I don't know if anyone remembers, but years ago I was all alone in advocating the UniDot on this board for "cross eyed" shooters like me and Brian.
I spent much time trying to explain and it seems folks have finally figured it out.
As Brian explained, if you are dominant in your off eye, you will see two barrels.
With the UniDot only one of the two will have the glowing dot (it is the correct one over your shooting shoulder).
It does take some mental training, but if you stick to it, you can train your brain to focus -- I mean tight, clear, primary focus, on the target (this it the opposite of pistol shooting where you focus on the front sight and the target is blurry) -- and your brain will pick up on the glowing dot to make the right bird/bead relationship to break the target.
Contrary to much popular myth, which seems to be finally fading away, you need a good bird/bead relationship to break the target.
Where you'll run into trouble, as Brian explained, is when you try to focus on the bead rather than the target. That much is not myth, it will lead to misses.
I am still awaiting getting a custom fit stock, which I believe is essential to consistent shooting, but believe that once I get one and dial in the fit and POI I will be at very little, if any, disadvantage shooting with a UniDot vis a vie having my dominant hand and eye the same.
To me, trap is nearly identical to golf in the physical and mental skills involved. Assuming everything is set up right to fit you and shoot where you are looking (with the right bird/bead relationship (shooting where you are looking means nothing if the bead and POI are matched up to where you look)) you will probably find that most of your misses are due to errors between the ears (like thinking about breaking the next ten rather than the one you are shooting at or what your wife will wear to bed that night).
The UniDot is not magic, but if you are willing to train your brain it should work for you. If you believe it won't, well then I'm pretty sure your brain will make sure it doesn't.
If you can afford them, or if your comb is pretty high, the Keensight (by Vicky Keen) are really freaking cool, as Brian from Oregon said. They have the fiber optic bar set in a channel down the middle of the rib. They keep your off eye (the dominant eye if you are a cross-eyed shooter) from seeing the dot so that when you see the double vision barrels, only one will have the glowing dot on the end and you can train your brain to match that one up with the target and ignore the other.
If you are focusing on the target and not the end of the barrel/bead, you will see only ONE target, even if you are cross dominant.
Many folks will tell you this is all crapola, but they just don't understand what is happening or are just stubborn mules.
For other folks who are reading this, understand that cross dominance can be occasional as well.
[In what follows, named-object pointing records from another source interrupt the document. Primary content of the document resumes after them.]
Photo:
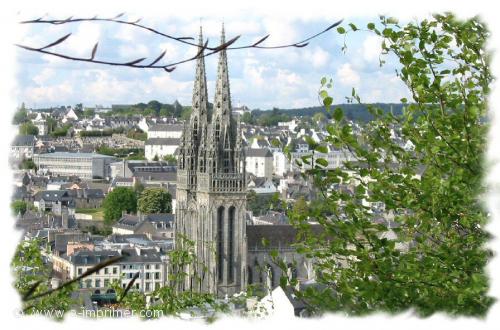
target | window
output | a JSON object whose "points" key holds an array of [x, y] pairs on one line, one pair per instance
{"points": [[220, 242], [250, 275], [230, 271]]}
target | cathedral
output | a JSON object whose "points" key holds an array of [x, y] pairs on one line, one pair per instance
{"points": [[211, 188], [211, 200]]}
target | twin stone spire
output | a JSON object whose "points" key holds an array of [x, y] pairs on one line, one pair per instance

This is what happens to me. I can shoot most targets fine without the dot, but on targets that cross to the left across my left eye (with the gun shouldered on my right), my left eye will take over and the eye (functionally your rear sight) alignment between my rear sight (eye) and front bead will cross and I will miss the target.
If you have a kid like this just switch them over to shouldering the gun on the side of their dominant eye. It can be done and is preferred. Did you know that Phil Mickelson golfs wrong handed? It is true.
For those of you that are already grown up and just can't get used to the feel of switching shoulders, put the time in with the UniDot and you may just find it the greatest thing since [fill in the blank].